Factors that could cause the actual results to differ materially from those in the forward-looking statements include, failure to obtain regulatory approval, the continued availability of capital and financing, and general economic, market or business conditions, changes in legislation and regulations, increase in operating costs, equipment failures, failure of counterparties to perform their contractual obligations, litigation, the loss of key directors, employees, advisors or consultants and fees charged by service providers. Forward-looking statements contained in this news release are expressly qualified by this cautionary statement. These statements should not be read as guarantees of future performance or results. Such statements involve known and unknown risks, uncertainties and other factors that may cause actual results, performance or achievements to be materially different from those implied by such statements. Although such statements are based on management’s reasonable assumptions, there can be no assurance that the Transaction will occur or that, if the Transaction does occur, it will be completed on the terms described above, nor can there be any assurance that the listing of the common shares of the Company upon completion of the Transaction will occur. The Company assumes no responsibility to update or revise forward-looking information to reflect new events or circumstances unless required by law. Readers should not place undue reliance on the Company’s forward-looking statements.

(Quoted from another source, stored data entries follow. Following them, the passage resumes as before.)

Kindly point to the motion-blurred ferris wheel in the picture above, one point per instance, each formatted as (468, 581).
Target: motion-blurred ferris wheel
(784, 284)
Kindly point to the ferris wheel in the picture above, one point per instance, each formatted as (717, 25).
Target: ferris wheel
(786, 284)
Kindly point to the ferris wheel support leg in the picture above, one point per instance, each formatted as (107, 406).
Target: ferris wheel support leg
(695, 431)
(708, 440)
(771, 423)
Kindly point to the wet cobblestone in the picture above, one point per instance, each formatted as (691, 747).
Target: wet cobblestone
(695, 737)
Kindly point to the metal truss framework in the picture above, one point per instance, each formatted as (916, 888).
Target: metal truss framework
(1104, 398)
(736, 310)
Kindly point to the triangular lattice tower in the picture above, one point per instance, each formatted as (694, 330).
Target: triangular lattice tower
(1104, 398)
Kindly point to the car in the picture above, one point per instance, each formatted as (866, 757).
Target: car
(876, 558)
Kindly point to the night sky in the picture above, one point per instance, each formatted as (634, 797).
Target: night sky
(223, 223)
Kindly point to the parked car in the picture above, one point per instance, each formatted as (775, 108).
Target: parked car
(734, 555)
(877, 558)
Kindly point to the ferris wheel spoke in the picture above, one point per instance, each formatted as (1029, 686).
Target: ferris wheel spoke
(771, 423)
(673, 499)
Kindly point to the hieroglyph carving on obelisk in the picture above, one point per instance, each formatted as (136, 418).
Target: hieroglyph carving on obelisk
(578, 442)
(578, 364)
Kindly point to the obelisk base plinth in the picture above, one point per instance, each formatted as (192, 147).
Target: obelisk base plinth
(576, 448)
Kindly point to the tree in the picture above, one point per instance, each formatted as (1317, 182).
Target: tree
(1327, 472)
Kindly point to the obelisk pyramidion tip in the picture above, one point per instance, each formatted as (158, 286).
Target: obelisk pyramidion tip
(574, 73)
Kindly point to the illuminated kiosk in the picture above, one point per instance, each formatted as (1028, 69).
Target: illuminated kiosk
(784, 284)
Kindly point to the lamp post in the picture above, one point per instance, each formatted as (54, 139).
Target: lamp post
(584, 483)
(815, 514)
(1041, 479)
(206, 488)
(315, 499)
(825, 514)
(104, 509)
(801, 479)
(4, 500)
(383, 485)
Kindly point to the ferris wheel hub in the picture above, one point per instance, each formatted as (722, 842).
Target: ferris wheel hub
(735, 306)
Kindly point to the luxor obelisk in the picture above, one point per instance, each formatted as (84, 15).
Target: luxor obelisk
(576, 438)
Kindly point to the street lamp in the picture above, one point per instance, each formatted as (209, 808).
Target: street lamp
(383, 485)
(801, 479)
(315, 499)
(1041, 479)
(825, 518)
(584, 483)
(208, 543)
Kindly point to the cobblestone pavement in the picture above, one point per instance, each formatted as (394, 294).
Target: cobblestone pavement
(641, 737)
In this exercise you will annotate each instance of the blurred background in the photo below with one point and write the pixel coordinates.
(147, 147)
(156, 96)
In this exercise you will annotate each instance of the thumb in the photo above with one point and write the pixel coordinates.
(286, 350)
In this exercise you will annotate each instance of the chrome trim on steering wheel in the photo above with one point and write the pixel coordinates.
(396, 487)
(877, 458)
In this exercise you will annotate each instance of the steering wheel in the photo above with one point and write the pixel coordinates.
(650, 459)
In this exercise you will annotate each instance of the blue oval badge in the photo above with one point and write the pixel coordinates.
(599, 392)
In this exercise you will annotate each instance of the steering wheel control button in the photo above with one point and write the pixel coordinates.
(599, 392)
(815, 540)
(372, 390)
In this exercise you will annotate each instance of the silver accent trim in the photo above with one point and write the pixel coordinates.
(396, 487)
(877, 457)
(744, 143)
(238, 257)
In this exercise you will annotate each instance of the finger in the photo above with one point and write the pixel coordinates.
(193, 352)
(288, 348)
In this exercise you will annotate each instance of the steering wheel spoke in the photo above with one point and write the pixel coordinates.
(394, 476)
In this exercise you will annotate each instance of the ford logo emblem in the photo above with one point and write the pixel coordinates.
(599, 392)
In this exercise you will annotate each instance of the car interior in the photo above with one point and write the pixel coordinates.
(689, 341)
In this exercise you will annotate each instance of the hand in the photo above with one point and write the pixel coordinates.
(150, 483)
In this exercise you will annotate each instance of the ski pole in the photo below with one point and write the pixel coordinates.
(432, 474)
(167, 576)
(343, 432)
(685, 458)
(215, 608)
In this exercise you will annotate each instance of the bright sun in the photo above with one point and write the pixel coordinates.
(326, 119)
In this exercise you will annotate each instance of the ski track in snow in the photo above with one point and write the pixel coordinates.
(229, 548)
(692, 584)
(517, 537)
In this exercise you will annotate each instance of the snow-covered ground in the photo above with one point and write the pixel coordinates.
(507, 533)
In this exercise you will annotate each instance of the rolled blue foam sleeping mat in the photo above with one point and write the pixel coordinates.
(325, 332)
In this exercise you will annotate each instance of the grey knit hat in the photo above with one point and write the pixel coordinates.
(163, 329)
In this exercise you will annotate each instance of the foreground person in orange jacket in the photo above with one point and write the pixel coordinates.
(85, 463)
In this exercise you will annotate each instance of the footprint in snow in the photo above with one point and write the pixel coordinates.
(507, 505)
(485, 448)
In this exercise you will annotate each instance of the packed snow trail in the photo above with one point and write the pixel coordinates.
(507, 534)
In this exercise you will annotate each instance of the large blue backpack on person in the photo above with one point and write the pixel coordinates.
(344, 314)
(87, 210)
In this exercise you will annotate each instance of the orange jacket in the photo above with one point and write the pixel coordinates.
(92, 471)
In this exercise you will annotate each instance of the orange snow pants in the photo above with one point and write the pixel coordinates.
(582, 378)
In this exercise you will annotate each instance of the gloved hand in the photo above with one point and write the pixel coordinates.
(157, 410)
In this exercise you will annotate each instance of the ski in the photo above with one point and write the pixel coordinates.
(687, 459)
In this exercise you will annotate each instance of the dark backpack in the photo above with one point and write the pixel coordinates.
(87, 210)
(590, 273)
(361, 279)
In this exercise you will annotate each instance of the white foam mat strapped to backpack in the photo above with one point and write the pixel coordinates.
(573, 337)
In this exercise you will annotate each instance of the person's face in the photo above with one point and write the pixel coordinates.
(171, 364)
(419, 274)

This press release does not constitute an offer to sell or a solicitation of an offer to buy any securities in the United States. The securities described herein have not been and will not be registered under the United States Securities Act of 1933, as amended (the “U.S. Securities Act”) or any state securities laws, and may not be offered or sold within the United States or to U.S. Persons unless registered under the U.S. Securities Act and applicable state securities laws or an exemption from such registration is available. This press release is not for distribution to U.S. newswire services nor for dissemination in the United States. Any failure to comply with this restriction may constitute a violation of U.S. securities laws.